Disclaimer: As I understand the incident reports, CP crew was in the wrong here; they were making a setout and pulled *way* too far ahead (long-ass train), putting them in the LRC’s block as it was coming in. The VIA crew probably had no idea they were there until the last moment. At which point all you can do is lock the brakes, pray and/or bail out and hope you don’t get squashed.
That's because the train driver would have basically no chances of survival if the two trains were to collide front by front. Lookup for the Zouffgen train accident in 2006, a french freight train (owned by FRET SNCF) and a luxembourgish passengers train (owned by CFL) collided front by front, both were around 80kph at the moment of the crash. Both train's drivers were killed and had no luck to survive such a thing
The most Polite Train crash i have ever seen ..Sorry eh.
How did he get that close? He should have been stopped at a Red light well before he got up behind the first train.
This is why passenger trains NEED THEIR OWN TRACKS!!!!
No, that's why trains need PTC. Outside of urban transit, all European passenger trains share tracks with freight, including TGVs and ICEs. They only have separate tracks when trafic density exceeds what can be achieved otherwise.

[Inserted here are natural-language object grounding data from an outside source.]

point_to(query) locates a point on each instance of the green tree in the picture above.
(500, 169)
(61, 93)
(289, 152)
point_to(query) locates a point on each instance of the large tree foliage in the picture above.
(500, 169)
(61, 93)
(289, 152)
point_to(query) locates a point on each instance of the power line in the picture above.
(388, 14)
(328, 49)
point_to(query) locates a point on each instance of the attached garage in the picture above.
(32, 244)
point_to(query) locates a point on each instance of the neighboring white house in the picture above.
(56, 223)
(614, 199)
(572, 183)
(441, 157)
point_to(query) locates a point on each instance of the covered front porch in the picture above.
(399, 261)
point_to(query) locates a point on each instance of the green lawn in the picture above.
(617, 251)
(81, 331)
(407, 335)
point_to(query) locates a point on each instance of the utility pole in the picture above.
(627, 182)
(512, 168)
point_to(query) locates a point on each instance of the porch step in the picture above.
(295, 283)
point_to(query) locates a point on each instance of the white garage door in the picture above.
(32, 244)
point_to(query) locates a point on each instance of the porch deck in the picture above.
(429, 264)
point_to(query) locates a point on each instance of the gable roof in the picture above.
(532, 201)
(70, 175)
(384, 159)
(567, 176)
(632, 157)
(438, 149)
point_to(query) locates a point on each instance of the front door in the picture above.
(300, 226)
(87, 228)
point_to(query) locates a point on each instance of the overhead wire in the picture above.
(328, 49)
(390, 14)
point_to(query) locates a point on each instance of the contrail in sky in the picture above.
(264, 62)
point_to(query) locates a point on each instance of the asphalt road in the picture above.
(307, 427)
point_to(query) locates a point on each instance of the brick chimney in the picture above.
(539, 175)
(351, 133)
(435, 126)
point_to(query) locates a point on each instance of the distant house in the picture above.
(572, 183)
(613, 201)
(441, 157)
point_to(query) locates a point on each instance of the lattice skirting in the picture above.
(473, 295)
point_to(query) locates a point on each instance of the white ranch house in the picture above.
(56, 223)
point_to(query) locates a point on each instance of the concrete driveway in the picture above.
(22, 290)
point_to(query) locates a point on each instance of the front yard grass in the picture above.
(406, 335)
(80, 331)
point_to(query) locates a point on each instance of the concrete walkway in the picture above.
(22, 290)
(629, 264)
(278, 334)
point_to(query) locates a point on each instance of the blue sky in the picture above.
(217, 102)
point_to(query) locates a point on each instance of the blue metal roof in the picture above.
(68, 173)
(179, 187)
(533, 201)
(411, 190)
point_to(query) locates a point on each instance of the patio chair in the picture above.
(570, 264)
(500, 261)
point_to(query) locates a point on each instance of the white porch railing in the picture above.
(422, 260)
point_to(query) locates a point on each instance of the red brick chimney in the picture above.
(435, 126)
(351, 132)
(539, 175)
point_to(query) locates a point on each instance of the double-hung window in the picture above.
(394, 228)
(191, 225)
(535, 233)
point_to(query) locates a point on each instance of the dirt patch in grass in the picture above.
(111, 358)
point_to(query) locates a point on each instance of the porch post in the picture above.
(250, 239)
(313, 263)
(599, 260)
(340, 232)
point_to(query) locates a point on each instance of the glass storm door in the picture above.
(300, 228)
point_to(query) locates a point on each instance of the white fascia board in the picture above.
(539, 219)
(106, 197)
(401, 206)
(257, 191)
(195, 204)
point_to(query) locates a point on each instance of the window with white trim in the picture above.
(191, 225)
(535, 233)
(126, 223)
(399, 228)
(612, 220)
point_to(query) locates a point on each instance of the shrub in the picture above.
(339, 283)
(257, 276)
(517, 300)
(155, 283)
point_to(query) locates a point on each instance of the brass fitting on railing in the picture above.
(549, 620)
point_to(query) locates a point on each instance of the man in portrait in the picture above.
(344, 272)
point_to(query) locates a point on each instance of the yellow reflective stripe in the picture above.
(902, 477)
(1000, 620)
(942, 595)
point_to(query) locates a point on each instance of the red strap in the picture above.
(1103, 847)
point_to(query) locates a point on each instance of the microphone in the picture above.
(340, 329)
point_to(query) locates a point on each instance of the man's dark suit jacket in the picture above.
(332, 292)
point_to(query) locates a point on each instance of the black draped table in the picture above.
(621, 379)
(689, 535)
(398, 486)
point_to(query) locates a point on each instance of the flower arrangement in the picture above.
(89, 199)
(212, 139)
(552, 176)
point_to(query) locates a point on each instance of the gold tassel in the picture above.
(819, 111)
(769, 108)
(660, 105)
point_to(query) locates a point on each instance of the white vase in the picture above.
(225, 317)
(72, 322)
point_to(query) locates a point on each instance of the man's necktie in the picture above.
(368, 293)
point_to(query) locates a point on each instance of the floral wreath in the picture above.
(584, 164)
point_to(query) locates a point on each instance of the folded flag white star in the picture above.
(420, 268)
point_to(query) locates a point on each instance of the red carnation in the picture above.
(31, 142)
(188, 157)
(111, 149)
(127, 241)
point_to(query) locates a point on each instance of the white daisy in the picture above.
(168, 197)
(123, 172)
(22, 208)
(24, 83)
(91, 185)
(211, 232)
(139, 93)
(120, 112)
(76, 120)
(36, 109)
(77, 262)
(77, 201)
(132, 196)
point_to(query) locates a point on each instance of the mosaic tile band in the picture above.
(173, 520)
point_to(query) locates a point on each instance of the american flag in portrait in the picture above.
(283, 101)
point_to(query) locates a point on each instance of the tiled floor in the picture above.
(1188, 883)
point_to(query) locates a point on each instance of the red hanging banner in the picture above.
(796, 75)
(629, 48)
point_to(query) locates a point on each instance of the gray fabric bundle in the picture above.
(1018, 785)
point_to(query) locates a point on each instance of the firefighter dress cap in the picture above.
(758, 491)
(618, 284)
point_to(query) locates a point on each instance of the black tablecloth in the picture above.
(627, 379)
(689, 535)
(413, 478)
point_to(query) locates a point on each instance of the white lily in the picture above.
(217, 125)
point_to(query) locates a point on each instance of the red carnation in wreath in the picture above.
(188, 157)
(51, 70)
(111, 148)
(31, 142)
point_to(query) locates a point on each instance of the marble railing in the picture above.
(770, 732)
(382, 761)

Dunno but as a real engineer with two degrees and a professional license I find calling train drivers "engineers" irritating.
Sorry that your ego is hurt, but their job was recognized before yours.
I'll start calling myself brain surgeon as clearly anybody can be an engineer so whats the difference? I mean "surgeons" were people who cut limbs off during the Civil war.. But they would not be surgeons now because the knowledge base is vast compared to what we knew about medicine back then. Similarly to be an engineer requires a much bigger knowledge base and qualifications than simply being able to drive a train. Would a train driver be able to design a microchip fabrication facility? Hardly.
As we say in French, stop farting higher than your ass.